Experiments like Sketch-RNN, Google’s experiment with AI, showed the world how well AI can draw. With Sketch-RNN, the drawing is passed through recurrent neural networks which have been trained on millions of doodles collected from the Quick, Draw! game. Built on TensorFlow, Sketch-RNN demonstrated many possible ways to sketch and produce. For example, by mimicking drawings, producing similar doodles or completing the incomplete paintings done by humans.
Now, AI can produce artwork just by following your text-based command. Like seen in the picture below, when passed instructions in plain English, the model comes up with an understandable art with a boy, girl, sandbox, hot dog and a shovel.
Researchers at the University Of Virginia in collaboration with IBM Watson, propose Text2Scene, a model that generates various forms of compositional scene representations from natural language descriptions.
Generating art has become popular with the flourishing of GANs but in this work, researchers claim that Text2Scene model is competitive and also can produce superior interpretable results.
AI-Art Without GANs
As can be seen in the above illustration, the general framework of Text2Scene consists of
- (A) a Text Encoder that produces a sequential representation of the input,
- (B) an Image Encoder that encodes the current state of the generated scene,
- (C) a Convolutional Recurrent Module that tracks, for each spatial location, the history of what has been generated so far,
- (D-F) two attention-based predictors that sequentially focus on different parts of the input text, first to decide what object to place, then to decide what attributes to be assigned to the object, and
- (G) an optional foreground embedding step that learns an appearance vector for patch retrieval in the synthetic image generation task
The text-to-scene is modelled using a sequence-to-sequence approach. In this approach, the objects are placed sequentially on an initially empty canvas.
The above picture consists of Sample inputs (left) and outputs of Text2Scene model (middle), along with ground truth reference scenes (right) for the generation of abstract scenes (top), object layouts (middle), and synthetic image composites (bottom).
The text “elephants walking together in a line” also implies certain overall spatial configuration of the objects in the scene.
The model modifies a background canvas in three steps:
- The model attends to the input text to decide what is the next object to add, or decide whether the generation should end;
- If the decision is to add a new object, the model zooms in the language context of the object to decide its attributes (e.g. pose, size) and relations with its surroundings (e.g. location, interactions with other objects);
- The model refers back to the canvas and grounds (places) the extracted textual attributes into their corresponding visual representations.
The text encoder in the framework is basically a bidirectional recurrent network with Gated Recurrent Units (GRUs). It is a function of word embedding vectors, hidden vectors encoding the current word and its context.
At each step in the process, Text2Scene model predicts the next object from an object vocabulary with the help of a convolutional neural network(CNN). And, to capture small objects, a one-hot vector of the object predicted at the previous step is also provided as input to the downstream decoders.

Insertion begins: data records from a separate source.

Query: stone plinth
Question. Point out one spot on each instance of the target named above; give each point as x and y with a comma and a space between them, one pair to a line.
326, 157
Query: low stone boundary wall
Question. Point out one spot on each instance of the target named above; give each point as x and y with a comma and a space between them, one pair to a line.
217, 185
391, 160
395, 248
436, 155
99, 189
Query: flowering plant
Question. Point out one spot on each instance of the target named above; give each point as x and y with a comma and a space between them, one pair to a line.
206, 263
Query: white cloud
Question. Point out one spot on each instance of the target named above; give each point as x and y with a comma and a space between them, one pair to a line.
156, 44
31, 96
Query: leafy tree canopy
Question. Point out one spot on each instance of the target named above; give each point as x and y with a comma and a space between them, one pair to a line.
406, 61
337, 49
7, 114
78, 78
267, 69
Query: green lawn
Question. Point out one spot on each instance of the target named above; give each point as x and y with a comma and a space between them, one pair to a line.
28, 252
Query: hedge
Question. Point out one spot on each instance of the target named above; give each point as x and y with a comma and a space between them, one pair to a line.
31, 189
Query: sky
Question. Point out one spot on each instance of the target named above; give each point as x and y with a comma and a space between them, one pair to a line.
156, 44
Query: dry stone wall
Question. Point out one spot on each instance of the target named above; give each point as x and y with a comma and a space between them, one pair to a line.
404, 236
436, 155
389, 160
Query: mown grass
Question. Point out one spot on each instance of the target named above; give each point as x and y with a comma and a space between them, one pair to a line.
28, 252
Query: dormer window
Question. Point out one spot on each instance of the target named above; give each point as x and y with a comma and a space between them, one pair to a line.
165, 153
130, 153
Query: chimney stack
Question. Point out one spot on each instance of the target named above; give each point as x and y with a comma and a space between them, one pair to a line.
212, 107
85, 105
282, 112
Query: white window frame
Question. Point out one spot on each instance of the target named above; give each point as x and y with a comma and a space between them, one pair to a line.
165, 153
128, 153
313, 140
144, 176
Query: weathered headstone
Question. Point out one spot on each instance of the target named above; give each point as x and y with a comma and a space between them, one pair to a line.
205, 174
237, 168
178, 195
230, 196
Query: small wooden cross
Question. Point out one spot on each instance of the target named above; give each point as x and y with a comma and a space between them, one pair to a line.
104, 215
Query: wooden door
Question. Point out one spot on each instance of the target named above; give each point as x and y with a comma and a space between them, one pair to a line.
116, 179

To check the model’s validity, the following datasets were used:
- Clip-art Generation on Abstract Scenes dataset, which contains over 1,000 sets of 10 semantically similar scenes of children playing outside. The scenes are composed of 58 clip-art objects.
- Semantic Layout Generation on COCO - The semantic layouts contain bounding boxes of the objects from 80 object categories defined in the COCO dataset.
The results show that Text2Scene model outperforms other models like AttnGAN. But the authors agreed that their model can be further improved by incorporating more robust post-processing or in combination with GAN-based methods.
Models such as these stand as testimony to the fact that artificial intelligence is closing gap between itself and human intelligence. By mastering acts which are considered to be trivial by humans, AI is opening doors for multiple applications. For instance, the success of Text2Scene model can help capture criminals by generating sketches out of vague instructions or this model can be used to develop artful storyboards just by feeding the script.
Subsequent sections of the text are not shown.